Republican chairman offers helping hand to enemy

April 26, 2019

State Republican Party Chairman Steve Pearce has a bad case of political correctness.

With his own party continuing to crumble under his leadership, Pearce is still magnanimous enough to spend time trying to help Democrats. What a statesman.

Pearce is afraid the Democratic Party’s primary election in June 2020 won’t be fair. Imagine that. The Republican leader is worried about Democrats embarrassing themselves with a crooked election, or at least an election that critics could call unusual.

Because Pearce wants to make sure the Democrats aren’t guilty by suspicion, he is offering his visionary thinking to help the rival party.

Secretary of State Maggie Toulouse Oliver will be a candidate for the U.S. Senate in the Democratic primary.
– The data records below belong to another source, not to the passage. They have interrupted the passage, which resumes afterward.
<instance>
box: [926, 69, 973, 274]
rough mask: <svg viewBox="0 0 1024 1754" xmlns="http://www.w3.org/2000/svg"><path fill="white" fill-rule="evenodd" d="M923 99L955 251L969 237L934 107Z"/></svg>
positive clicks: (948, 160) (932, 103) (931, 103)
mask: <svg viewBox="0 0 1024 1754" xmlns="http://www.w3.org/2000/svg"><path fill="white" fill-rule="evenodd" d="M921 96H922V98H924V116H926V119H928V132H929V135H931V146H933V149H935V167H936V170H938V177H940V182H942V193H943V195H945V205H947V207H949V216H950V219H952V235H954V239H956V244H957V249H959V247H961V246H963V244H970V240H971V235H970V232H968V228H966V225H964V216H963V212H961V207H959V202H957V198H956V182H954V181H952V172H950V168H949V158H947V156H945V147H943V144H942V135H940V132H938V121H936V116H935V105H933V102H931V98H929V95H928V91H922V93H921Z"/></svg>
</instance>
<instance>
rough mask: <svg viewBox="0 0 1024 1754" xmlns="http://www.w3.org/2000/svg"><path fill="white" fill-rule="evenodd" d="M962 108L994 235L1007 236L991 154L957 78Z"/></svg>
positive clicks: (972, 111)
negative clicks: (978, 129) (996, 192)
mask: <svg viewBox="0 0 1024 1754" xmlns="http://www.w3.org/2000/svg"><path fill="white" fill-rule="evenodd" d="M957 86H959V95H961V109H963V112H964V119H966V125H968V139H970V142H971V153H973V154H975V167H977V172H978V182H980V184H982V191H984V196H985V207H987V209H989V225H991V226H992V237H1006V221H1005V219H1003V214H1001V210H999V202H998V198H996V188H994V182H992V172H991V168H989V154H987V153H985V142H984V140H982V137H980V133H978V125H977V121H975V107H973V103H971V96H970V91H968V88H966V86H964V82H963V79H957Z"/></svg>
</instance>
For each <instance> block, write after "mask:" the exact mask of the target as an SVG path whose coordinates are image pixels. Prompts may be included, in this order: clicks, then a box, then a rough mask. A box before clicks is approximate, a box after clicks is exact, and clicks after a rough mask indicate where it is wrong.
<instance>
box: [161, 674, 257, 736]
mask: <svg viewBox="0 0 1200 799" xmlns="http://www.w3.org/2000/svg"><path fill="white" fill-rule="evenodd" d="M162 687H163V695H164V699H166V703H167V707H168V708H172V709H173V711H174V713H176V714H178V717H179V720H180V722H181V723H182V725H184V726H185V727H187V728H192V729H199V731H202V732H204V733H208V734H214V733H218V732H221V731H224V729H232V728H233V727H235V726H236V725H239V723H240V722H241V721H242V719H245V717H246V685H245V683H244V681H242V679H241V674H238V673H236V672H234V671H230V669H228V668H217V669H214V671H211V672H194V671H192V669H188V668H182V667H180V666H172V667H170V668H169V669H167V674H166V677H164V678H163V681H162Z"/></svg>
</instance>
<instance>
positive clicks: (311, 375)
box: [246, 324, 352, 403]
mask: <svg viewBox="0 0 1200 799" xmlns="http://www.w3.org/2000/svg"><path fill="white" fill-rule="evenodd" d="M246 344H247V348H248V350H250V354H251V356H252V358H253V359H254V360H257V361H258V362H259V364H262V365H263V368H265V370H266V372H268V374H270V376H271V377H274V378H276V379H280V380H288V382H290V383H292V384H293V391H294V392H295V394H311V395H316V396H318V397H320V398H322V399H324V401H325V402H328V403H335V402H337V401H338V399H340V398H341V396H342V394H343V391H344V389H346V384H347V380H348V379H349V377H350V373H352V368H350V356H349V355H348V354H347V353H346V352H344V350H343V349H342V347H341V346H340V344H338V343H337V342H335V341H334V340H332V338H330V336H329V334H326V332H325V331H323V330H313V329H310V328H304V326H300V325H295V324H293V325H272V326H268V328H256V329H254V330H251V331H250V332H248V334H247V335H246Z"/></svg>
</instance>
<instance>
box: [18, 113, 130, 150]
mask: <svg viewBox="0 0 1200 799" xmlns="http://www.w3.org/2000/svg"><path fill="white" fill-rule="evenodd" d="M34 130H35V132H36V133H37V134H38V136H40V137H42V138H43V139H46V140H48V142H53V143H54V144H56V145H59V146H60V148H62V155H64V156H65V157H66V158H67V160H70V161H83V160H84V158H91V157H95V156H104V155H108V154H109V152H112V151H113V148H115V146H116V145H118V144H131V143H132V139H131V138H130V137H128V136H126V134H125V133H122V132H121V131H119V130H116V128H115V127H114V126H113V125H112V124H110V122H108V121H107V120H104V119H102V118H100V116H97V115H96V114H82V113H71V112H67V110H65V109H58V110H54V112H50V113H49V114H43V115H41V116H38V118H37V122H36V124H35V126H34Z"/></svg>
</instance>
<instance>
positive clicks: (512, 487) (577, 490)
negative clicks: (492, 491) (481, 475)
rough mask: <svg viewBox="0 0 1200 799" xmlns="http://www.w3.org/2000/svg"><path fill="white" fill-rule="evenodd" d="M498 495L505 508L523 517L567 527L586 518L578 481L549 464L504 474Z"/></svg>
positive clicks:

Pearce says she should resign as secretary of state in a display of righteousness.

“As the state’s chief election officer, Toulouse Oliver should not make voters question the integrity of this election by overseeing a high-stakes primary election in which she is a candidate for another office,” Pearce said in a statement distributed under the banner of the Republican Party.

Pearce, of course, was too modest to attach his name to the Republicans’ call for Toulouse Oliver to step down. Being a team player, he wants other Republicans to share in the civic responsibility of cleansing the Democratic primary election.

In his statement, Pearce even supplied phone numbers for Toulouse Oliver. This way zealots everywhere can jam her office lines with abusive calls for her resignation.

But I’m sure Pearce, committed to integrity in elections, didn’t want to start a harassment campaign against Toulouse Oliver.

Others might believe Pearce is bitter because he lost the election for governor last year. In this instance, the word “lost” might be too vanilla, too stark, too bloodless. Democrat Michelle Lujan Grisham edged Pearce by 100,000 votes.

Toulouse Oliver oversaw that election. She also was on the ballot as a candidate, winning re-election as secretary of state.

Under her supervision, the voting was honest. Even Pearce never complained that he lost that squeaker because a member of the rival party ran the election.

Perhaps defeat made him wiser. Now he sees trouble for the Democrats in their next election unless he moves against Toulouse Oliver.

Even though Pearce only wants a wholesome election, he has plenty of critics. They say he’s grandstanding and guilty of bad motives.

Toulouse Oliver is seeking a federal office with her candidacy for the Senate. This means she would not oversee campaign reports for herself or her opponents. The Federal Election Commission has that responsibility.

Critics who don’t understand Pearce’s generous spirit say he has ignored this point so he can attack Toulouse Oliver. But what do they know?

Another faction says Pearce ought to be paying attention to his own party’s prospects instead of worrying about a Democratic primary that’s 13 months away.

Gavin Clarkson, so far the only Republican candidate for the U.S. Senate, lost two elections last year. He finished third in a four-way Republican primary for Congress. Then he became a pinch-hit candidate for secretary of state. Toulouse Oliver nipped him by 141,000 votes.

Clarkson is suing the state he hopes to represent in the Senate. He claims New Mexico State University fired him unjustly. In pleadings filed in federal court, Clarkson stated that he wants damages from the state “for the pain and suffering caused by NMSU’s hostile and discriminatory actions.”

Let’s be realistic. Pearce can’t play kingmaker by deciding who can sue whom, or who can run for the Senate. He can only do his best for rival Democrats by mounting a campaign to take away Toulouse Oliver’s job.

No matter what his doubters say, Pearce wants a fair election for the other party. Not many Republicans are that committed to the best interests of the enemy, are they?

Pearce could quiet a few of his critics within the Republican Party if he ran for the Senate. Then his sniping at Toulouse Oliver would look partisan. Nobody could ever again accuse him of playing nice with the opposition.

Sure, Pearce’s detractors would say he lost the 2008 race for the Senate and fell short again last year in his run for governor.

But think of all those crossover votes Pearce would get because of his high-minded intentions in shaping the Democratic primary. It’s a rare leader who looks out for both political parties in the name of all that is good.

If Pearce isn’t Senate timber for the Republicans, who is?